The evolution of acute myeloid leukemia (AML) classifications has progressively shifted the diagnostic focus toward genetic criteria. Nevertheless, morphology remains a key element in clinical practice, often serving as the initial trigger for additional molecular investigations. The diagnosis of acute erythroleukemia (AEML), initially defined by the FAB group, is no longer recognized as a distinct entity in the latest WHO and ICC classifications. Some studies have indicated that AEML shares similarities with myelodysplastic neoplasms, including a high frequency of TP53 mutations and adverse karyotypes. Here, we conducted a retrospective analysis in adults with AEML defined using historical morphologic criteria (≥ 50% erythroid precursors and ≥ 20% blasts among non-erythroid cells). In contrast to older patients, young adults (18-60 years) exhibit unique genetic profiles including a high prevalence of normal karyotypes (65%), NPM1 (35%) and UBTF (23%) mutations. AEML morphology in NPM1-mutated cases did not impact clinical outcomes but was associated with specific molecular features, including an enrichment of WT1 and cohesin gene mutations. In this age group, our findings support that morphologically defined AEML often corresponds to AML according to current genetic criteria, consistent with recent classification systems that prioritize molecular features over morphology.

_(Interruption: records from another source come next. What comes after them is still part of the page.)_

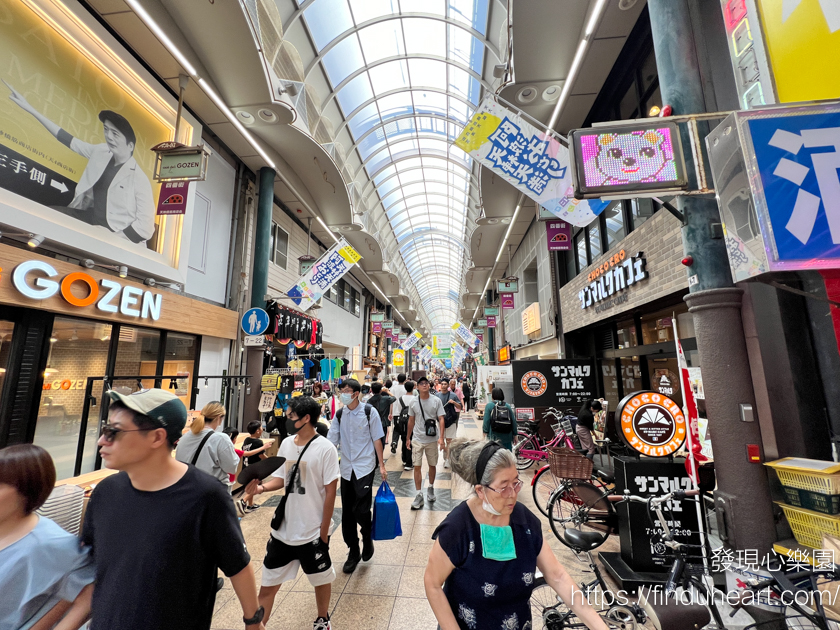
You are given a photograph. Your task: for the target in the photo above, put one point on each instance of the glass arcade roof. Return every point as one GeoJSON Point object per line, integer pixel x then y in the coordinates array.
{"type": "Point", "coordinates": [406, 76]}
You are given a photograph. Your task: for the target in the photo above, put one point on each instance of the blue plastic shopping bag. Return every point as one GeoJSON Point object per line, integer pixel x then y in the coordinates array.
{"type": "Point", "coordinates": [386, 514]}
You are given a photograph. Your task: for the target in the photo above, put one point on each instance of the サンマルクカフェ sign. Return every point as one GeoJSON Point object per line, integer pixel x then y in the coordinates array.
{"type": "Point", "coordinates": [610, 279]}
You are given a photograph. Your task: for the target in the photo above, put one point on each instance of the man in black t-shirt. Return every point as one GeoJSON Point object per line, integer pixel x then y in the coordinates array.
{"type": "Point", "coordinates": [160, 529]}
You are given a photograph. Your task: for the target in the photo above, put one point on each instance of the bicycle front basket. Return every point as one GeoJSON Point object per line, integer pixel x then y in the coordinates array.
{"type": "Point", "coordinates": [568, 464]}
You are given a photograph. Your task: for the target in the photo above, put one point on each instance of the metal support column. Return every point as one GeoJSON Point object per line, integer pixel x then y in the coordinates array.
{"type": "Point", "coordinates": [262, 238]}
{"type": "Point", "coordinates": [742, 501]}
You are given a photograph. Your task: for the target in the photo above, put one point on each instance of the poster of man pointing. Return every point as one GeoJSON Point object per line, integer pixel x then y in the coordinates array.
{"type": "Point", "coordinates": [72, 138]}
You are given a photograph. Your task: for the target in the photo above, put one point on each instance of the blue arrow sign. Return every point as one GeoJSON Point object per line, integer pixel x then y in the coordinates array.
{"type": "Point", "coordinates": [255, 321]}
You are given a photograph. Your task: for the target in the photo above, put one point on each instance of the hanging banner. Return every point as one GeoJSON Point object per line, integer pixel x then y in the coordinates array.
{"type": "Point", "coordinates": [412, 339]}
{"type": "Point", "coordinates": [464, 333]}
{"type": "Point", "coordinates": [532, 160]}
{"type": "Point", "coordinates": [329, 268]}
{"type": "Point", "coordinates": [559, 236]}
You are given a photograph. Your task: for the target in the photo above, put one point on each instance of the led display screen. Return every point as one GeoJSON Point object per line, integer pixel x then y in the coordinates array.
{"type": "Point", "coordinates": [615, 160]}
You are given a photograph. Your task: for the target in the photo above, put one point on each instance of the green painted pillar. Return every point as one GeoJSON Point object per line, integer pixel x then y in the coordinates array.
{"type": "Point", "coordinates": [262, 238]}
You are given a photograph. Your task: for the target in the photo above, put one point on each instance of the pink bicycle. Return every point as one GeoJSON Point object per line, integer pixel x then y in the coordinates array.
{"type": "Point", "coordinates": [531, 447]}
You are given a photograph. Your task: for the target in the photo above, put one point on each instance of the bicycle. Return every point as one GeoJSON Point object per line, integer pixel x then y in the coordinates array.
{"type": "Point", "coordinates": [532, 447]}
{"type": "Point", "coordinates": [547, 607]}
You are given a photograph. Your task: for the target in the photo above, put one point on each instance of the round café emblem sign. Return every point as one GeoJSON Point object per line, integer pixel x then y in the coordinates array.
{"type": "Point", "coordinates": [533, 383]}
{"type": "Point", "coordinates": [651, 423]}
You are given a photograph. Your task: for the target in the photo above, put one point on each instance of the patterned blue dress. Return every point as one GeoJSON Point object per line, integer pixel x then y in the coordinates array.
{"type": "Point", "coordinates": [489, 594]}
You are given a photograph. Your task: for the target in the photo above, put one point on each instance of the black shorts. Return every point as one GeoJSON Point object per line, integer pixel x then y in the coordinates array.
{"type": "Point", "coordinates": [312, 557]}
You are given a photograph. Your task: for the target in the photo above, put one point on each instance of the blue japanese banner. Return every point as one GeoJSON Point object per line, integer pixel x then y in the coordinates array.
{"type": "Point", "coordinates": [798, 158]}
{"type": "Point", "coordinates": [326, 271]}
{"type": "Point", "coordinates": [530, 159]}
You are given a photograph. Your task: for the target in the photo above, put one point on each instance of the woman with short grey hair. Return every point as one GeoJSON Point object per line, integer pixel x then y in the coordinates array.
{"type": "Point", "coordinates": [481, 570]}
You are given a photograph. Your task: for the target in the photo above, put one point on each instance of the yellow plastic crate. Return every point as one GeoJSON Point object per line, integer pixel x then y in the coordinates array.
{"type": "Point", "coordinates": [808, 526]}
{"type": "Point", "coordinates": [808, 474]}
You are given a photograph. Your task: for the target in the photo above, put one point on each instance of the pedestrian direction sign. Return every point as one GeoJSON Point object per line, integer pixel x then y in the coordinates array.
{"type": "Point", "coordinates": [254, 321]}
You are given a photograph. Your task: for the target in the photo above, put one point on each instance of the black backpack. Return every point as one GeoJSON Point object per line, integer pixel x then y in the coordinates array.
{"type": "Point", "coordinates": [500, 420]}
{"type": "Point", "coordinates": [401, 422]}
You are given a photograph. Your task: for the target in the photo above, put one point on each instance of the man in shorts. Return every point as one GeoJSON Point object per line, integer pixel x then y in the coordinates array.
{"type": "Point", "coordinates": [426, 435]}
{"type": "Point", "coordinates": [302, 540]}
{"type": "Point", "coordinates": [451, 412]}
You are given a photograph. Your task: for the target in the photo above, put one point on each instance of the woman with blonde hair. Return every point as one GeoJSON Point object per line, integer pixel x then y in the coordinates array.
{"type": "Point", "coordinates": [482, 567]}
{"type": "Point", "coordinates": [206, 447]}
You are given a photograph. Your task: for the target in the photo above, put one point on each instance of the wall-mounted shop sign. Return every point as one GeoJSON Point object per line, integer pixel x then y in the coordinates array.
{"type": "Point", "coordinates": [559, 236]}
{"type": "Point", "coordinates": [651, 424]}
{"type": "Point", "coordinates": [32, 279]}
{"type": "Point", "coordinates": [531, 319]}
{"type": "Point", "coordinates": [615, 275]}
{"type": "Point", "coordinates": [547, 383]}
{"type": "Point", "coordinates": [626, 161]}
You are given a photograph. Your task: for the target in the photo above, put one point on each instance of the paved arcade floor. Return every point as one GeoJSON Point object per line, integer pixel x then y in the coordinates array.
{"type": "Point", "coordinates": [386, 593]}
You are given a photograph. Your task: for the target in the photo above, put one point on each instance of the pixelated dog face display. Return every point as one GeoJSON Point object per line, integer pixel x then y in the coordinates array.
{"type": "Point", "coordinates": [631, 160]}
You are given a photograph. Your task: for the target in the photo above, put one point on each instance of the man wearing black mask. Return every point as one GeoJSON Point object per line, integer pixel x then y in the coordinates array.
{"type": "Point", "coordinates": [301, 539]}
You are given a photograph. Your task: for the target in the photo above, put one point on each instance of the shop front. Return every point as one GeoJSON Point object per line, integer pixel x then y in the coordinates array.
{"type": "Point", "coordinates": [68, 334]}
{"type": "Point", "coordinates": [622, 310]}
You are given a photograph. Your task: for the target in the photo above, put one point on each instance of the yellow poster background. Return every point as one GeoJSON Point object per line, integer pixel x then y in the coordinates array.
{"type": "Point", "coordinates": [803, 51]}
{"type": "Point", "coordinates": [68, 88]}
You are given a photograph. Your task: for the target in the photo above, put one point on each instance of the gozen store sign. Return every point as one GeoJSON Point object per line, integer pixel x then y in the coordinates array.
{"type": "Point", "coordinates": [547, 383]}
{"type": "Point", "coordinates": [651, 424]}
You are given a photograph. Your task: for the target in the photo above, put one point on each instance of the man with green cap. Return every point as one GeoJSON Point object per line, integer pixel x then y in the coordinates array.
{"type": "Point", "coordinates": [160, 529]}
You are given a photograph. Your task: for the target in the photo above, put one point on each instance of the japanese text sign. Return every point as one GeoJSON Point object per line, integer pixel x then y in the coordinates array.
{"type": "Point", "coordinates": [173, 198]}
{"type": "Point", "coordinates": [329, 268]}
{"type": "Point", "coordinates": [412, 339]}
{"type": "Point", "coordinates": [530, 159]}
{"type": "Point", "coordinates": [559, 236]}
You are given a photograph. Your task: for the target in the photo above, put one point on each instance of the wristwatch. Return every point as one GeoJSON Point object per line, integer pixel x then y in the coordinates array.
{"type": "Point", "coordinates": [256, 619]}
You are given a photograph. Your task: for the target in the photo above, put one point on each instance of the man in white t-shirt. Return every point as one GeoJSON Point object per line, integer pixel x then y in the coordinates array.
{"type": "Point", "coordinates": [397, 390]}
{"type": "Point", "coordinates": [302, 539]}
{"type": "Point", "coordinates": [426, 435]}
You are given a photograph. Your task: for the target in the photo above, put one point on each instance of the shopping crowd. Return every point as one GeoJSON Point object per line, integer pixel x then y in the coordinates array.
{"type": "Point", "coordinates": [155, 534]}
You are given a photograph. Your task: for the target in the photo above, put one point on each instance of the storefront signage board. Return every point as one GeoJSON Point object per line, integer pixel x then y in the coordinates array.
{"type": "Point", "coordinates": [778, 189]}
{"type": "Point", "coordinates": [614, 276]}
{"type": "Point", "coordinates": [73, 74]}
{"type": "Point", "coordinates": [533, 160]}
{"type": "Point", "coordinates": [173, 198]}
{"type": "Point", "coordinates": [627, 161]}
{"type": "Point", "coordinates": [651, 424]}
{"type": "Point", "coordinates": [559, 236]}
{"type": "Point", "coordinates": [328, 270]}
{"type": "Point", "coordinates": [116, 299]}
{"type": "Point", "coordinates": [254, 321]}
{"type": "Point", "coordinates": [553, 382]}
{"type": "Point", "coordinates": [647, 478]}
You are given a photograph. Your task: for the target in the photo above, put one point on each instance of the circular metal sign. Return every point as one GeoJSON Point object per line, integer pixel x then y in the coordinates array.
{"type": "Point", "coordinates": [533, 383]}
{"type": "Point", "coordinates": [651, 423]}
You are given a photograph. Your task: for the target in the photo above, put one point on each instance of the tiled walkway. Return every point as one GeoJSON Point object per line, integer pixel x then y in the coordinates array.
{"type": "Point", "coordinates": [386, 593]}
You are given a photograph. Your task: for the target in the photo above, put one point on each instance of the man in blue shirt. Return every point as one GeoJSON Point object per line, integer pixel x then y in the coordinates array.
{"type": "Point", "coordinates": [357, 432]}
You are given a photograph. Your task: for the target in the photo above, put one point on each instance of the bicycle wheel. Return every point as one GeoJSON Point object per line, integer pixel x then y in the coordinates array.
{"type": "Point", "coordinates": [543, 485]}
{"type": "Point", "coordinates": [580, 505]}
{"type": "Point", "coordinates": [528, 444]}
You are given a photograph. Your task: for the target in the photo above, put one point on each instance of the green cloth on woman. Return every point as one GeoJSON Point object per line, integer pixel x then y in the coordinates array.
{"type": "Point", "coordinates": [505, 439]}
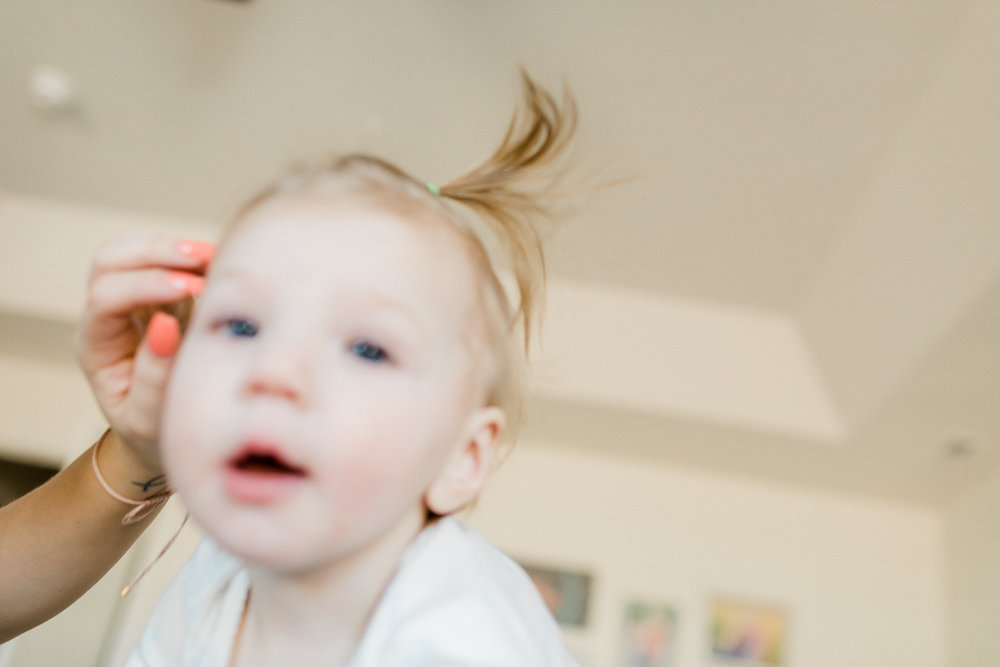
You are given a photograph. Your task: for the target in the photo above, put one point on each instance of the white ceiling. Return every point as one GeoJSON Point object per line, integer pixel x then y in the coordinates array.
{"type": "Point", "coordinates": [831, 165]}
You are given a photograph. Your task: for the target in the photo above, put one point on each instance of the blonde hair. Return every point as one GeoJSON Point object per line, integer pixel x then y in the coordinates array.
{"type": "Point", "coordinates": [511, 192]}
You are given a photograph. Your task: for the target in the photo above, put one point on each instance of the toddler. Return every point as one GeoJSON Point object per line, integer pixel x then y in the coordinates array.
{"type": "Point", "coordinates": [339, 393]}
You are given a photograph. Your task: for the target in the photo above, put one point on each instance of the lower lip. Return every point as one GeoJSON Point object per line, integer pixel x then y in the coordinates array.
{"type": "Point", "coordinates": [260, 488]}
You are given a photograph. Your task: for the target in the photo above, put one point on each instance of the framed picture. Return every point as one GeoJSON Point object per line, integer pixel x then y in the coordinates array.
{"type": "Point", "coordinates": [649, 636]}
{"type": "Point", "coordinates": [747, 634]}
{"type": "Point", "coordinates": [566, 593]}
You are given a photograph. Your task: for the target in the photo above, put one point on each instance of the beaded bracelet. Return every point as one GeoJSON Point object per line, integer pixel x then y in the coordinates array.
{"type": "Point", "coordinates": [141, 508]}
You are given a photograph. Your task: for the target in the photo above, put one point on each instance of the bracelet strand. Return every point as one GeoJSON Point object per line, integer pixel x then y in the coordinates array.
{"type": "Point", "coordinates": [140, 508]}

Keywords: AML; NPM1; UBTF; classification; erythroleukemia.

FIGURE 1

AEML in young adults (18–60 years). (A) Classification of the AEML patients according to ICC 2022 and WHO criteria (n = 41 patients for whom data were available) The categories of AML in the ICC and WHO classifications are colored grey. MDS or MDS/AML categories (for ICC) are in white. (B) Molecular landscape (performed for n = 43 patients). RAS pathway: NRAS, KRAS, PTPN11, RIT1, CBL; Cohesin: RAD21, SMC1A, SMC3, STAG2; Spliceosome: SF3B1, SRSF2, U2AF1, ZRSR2. (C) Disease‐free survival and (D) overall survival according to the blast infiltration above (AML) or below (oligo‐AML) 20% among total BM nucleated cells (n = 41 patients receiving intensive chemotherapy for whom data were available).

FIGURE 2

AEML with NPM1 mutations in young adults. (A) May‐Grünwald‐Giemsa‐stained bone marrow smear in a 40‐year‐old female patient with NPM1 mutation (VAF 46%). The complete blood count showed pancytopenia (WBC 4.6 × 10⁹/L, hemoglobin 7.3 g/dL, platelets 89 × 10⁹/L). The bone marrow (performed twice with reproducible results) showed 6% myeloid blasts with erythroid hyperplasia (72% erythroblasts) and dysmyelopoiesis. (B) Pattern of co‐mutations in NPM1‐mutated AML according to the FAB subtype. (C) Disease‐free survival and (D) overall survival in AEML/M6‐FAB AML with NPM1 mutation compared to non‐M6‐FAB AML with NPM1 mutations.